Jedziemy do świątyni nieba. Na wielkiej przestrzeni, otoczonej murem wznosi się ta najpiękniejsza świątynia pogańska Chin. Krużganki, kolumny, przedsionki z czystego białego marmuru ciągną się bez końca. W głównej pagodzie wznosi się wspaniały ołtarz nieba. Obok znajdują się nietknięte przybory do ofiar. Kilka razy do roku zjawiał się tu cesarz, uważany w Państwie Niebieskim za boga, i składał niebu ofiarę. Uroczystości te odbywały się z wschodnim przepychem. Uczestniczyli w nich jednak tylko najwyżsi urzędnicy i książęta krwi.
Tak było do roku 1911. Rządy cesarskie się skończyły. Opustoszała świątynia nieba. Od tego czasu ofiar tu już więcej nic składają. Tam, gdzie wstęp był wzbroniony zwykłym śmiertelnikom, chadzają dzisiaj ludzie miejscowi i zagraniczni, za kilkadziesiąt centów opłaty. Chodzimy i my w głębokiej zadumie. Jest cisza dookoła. Słońce gorącymi blaskami zalewa marmury pagody. Myślimy o zmienności dziejów ludzkich. Bój jedynie niezmienny i wieczny. Królowi wieków, Nieśmiertelnemu i Niewidzialnemu Bogu, cześć i chwała na wieki...
Zwiedzamy zakazane miasto. Jest to część miasta, w której mieszczą się pałace, świątynie, parki cesarskie. Za czasów cesarstwa pod karą śmierci nie wolno było wchodzić w obręb „świętych” czerwonych murów. Po zniesieniu cesarstwa pozwolono cesarzowi zostać jeszcze w zakazanym mieście. Lecz tylko do czasu.
Było to 5 listopada 1924 roku w południe. Cesarz z małżonką siedział przy stole biesiadnym. Marszalek dworu przyniósł dwie wizytówki. Odpowiedziano mu, że nie należy przeszkadzać. A jednak im przeszkodzono! Trzy godziny później para cesarska ratowała się ucieczką. W tym samym prawic czasie wojska Sun-Yat-Sen’a wkraczały triumfalnie do Pekinu. Jaki smutny koniec cesarskich wspaniałości! Na chińskim tronie siedzieli cesarze przez kilka tysięcy prawie lat. Zanim faraonowie egipscy i wielcy królowie Babilonu zasiadali na tronach, nad Chinami panowali już cesarze. Runęły trony faraonów i królów. Wznoszono nowe trony. Cesarzowic Chin panowali bez przerwy. A jednak zbliżył się kres...

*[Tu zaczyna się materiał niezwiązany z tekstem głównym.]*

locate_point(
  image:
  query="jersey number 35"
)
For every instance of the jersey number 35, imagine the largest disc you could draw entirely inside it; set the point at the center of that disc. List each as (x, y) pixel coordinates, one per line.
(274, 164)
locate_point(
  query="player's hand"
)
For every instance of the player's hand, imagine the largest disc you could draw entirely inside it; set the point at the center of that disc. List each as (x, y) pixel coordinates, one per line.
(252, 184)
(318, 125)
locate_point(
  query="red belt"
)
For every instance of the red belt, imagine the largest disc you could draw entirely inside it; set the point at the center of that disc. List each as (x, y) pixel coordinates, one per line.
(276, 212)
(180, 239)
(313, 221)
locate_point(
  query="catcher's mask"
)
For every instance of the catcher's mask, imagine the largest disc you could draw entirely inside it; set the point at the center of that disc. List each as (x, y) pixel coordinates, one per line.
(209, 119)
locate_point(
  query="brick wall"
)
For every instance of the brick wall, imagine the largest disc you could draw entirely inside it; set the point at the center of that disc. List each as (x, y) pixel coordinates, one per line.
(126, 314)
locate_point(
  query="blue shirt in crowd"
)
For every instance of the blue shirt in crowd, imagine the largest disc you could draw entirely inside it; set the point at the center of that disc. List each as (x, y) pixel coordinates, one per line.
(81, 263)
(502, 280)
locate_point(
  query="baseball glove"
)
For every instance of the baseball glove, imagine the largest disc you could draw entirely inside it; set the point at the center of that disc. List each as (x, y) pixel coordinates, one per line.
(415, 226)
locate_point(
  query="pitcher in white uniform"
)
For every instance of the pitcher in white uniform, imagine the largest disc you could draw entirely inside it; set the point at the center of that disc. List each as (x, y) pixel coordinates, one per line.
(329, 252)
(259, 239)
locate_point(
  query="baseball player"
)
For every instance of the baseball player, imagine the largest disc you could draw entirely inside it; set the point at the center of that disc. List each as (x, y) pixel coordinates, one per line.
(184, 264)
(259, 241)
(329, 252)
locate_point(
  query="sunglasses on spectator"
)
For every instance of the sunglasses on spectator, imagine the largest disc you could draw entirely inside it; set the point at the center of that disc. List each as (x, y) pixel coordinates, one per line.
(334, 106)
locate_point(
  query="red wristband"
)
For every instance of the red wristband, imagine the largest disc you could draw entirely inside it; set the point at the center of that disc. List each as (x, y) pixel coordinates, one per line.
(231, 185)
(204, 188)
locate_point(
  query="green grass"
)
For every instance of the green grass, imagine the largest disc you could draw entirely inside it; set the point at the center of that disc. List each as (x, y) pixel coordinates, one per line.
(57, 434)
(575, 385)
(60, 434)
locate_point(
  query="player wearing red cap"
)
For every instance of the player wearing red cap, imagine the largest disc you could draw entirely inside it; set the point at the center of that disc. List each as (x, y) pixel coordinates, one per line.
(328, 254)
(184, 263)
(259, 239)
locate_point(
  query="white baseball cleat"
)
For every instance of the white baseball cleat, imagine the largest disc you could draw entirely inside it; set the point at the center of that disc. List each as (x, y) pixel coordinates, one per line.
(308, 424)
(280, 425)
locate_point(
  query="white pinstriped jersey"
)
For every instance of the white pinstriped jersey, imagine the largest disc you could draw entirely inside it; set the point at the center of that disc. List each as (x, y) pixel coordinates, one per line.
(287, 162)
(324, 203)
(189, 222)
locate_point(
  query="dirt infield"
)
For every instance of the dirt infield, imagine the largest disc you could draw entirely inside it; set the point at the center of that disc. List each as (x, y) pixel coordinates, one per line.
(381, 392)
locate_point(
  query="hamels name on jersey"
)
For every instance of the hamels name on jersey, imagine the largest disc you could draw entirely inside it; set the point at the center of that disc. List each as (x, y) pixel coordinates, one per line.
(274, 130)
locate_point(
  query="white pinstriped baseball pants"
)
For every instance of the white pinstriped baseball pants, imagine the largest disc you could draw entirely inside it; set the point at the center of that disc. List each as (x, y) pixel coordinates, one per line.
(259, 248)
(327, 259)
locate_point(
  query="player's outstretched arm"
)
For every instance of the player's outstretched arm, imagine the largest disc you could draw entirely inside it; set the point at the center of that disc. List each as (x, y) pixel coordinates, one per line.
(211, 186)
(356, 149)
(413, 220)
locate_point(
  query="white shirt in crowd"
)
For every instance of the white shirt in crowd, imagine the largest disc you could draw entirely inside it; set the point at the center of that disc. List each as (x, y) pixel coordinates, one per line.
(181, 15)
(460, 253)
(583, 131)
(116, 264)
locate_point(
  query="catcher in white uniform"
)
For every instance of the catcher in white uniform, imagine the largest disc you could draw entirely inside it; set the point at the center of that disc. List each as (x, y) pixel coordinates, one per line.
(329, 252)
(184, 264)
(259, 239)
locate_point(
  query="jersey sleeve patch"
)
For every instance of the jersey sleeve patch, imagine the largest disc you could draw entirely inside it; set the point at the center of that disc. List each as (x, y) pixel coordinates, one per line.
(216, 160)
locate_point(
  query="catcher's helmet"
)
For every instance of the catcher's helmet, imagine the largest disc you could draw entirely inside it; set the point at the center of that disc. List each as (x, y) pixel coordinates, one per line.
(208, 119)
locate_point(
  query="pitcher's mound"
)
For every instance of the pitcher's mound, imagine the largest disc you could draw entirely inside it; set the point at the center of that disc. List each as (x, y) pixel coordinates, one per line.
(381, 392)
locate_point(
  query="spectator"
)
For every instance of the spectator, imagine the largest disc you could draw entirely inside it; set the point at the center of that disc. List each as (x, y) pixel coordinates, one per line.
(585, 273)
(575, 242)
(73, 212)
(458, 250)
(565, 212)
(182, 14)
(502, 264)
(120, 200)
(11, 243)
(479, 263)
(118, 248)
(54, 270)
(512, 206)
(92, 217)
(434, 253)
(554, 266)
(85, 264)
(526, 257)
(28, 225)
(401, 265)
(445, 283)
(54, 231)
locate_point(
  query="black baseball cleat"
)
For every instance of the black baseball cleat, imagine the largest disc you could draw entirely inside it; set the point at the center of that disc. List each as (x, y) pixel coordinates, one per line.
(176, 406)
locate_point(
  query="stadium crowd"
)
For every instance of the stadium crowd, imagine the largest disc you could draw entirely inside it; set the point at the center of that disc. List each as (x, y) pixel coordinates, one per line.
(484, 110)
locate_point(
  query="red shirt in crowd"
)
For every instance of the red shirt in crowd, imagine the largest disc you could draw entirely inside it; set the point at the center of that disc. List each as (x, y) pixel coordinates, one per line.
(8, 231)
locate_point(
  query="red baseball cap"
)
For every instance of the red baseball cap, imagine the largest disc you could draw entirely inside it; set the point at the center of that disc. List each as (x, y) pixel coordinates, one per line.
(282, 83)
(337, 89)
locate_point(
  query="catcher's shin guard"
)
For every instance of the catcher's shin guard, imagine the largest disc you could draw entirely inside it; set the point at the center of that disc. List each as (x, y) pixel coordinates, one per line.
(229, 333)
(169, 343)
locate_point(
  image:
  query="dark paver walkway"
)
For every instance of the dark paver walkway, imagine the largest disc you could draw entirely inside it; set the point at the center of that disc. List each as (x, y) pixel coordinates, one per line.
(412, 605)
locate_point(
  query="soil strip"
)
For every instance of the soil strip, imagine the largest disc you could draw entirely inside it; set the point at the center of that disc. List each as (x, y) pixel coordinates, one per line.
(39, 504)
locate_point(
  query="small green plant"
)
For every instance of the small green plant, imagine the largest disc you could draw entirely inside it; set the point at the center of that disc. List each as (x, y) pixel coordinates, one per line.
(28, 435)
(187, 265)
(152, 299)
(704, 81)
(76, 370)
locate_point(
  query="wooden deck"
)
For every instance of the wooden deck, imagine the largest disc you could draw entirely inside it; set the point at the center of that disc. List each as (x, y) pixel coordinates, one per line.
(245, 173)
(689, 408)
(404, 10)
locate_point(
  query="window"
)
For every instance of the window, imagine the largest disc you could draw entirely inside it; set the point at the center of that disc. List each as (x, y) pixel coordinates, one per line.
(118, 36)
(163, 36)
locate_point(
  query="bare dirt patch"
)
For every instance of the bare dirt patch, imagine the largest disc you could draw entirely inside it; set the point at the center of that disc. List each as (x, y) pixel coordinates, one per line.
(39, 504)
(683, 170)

Dnia 5 listopada 1924 o godz. 3 minut 15 skończył się ich majestat. Nikt nie protestował. Nikt się za nimi nie ujął. Wszystko, naprawdę wszystko przemija i marnością jest nad marnościami...
Wchodzimy przez bramę zachodnią. Mijamy trzy hale zgody Taihoodien, Dziunghoodien i Baohoodien. Stajemy w pałacu niebiańskiej czystości. Wkoło tronu cesarskiego wznosi się około 50 kolumn, wysokich bardzo. Najbliżej tronu stojące są pokryte grubą warstwą złota, od góry do dołu. [s. 234]
I tak wędrujemy od pałacu do pałacu poprzez parki, mosty bogato rzeźbione, wstępujemy do świątyń cesarskich, pełnych posągów złotych lub bogato złoconych.
I chodzą z nami japońscy żołnierze, angielscy turyści i Chińczycy, patrzący z niedowierzaniem na te wszystkie cuda, jakby wyjęte żywcem z bajki tysiąca i jednej nocy. Wskazują palcem na złote brokaty, misterne hafty jedwabne i bogate rzeźby z kości słoniowej, schowane za szkłem.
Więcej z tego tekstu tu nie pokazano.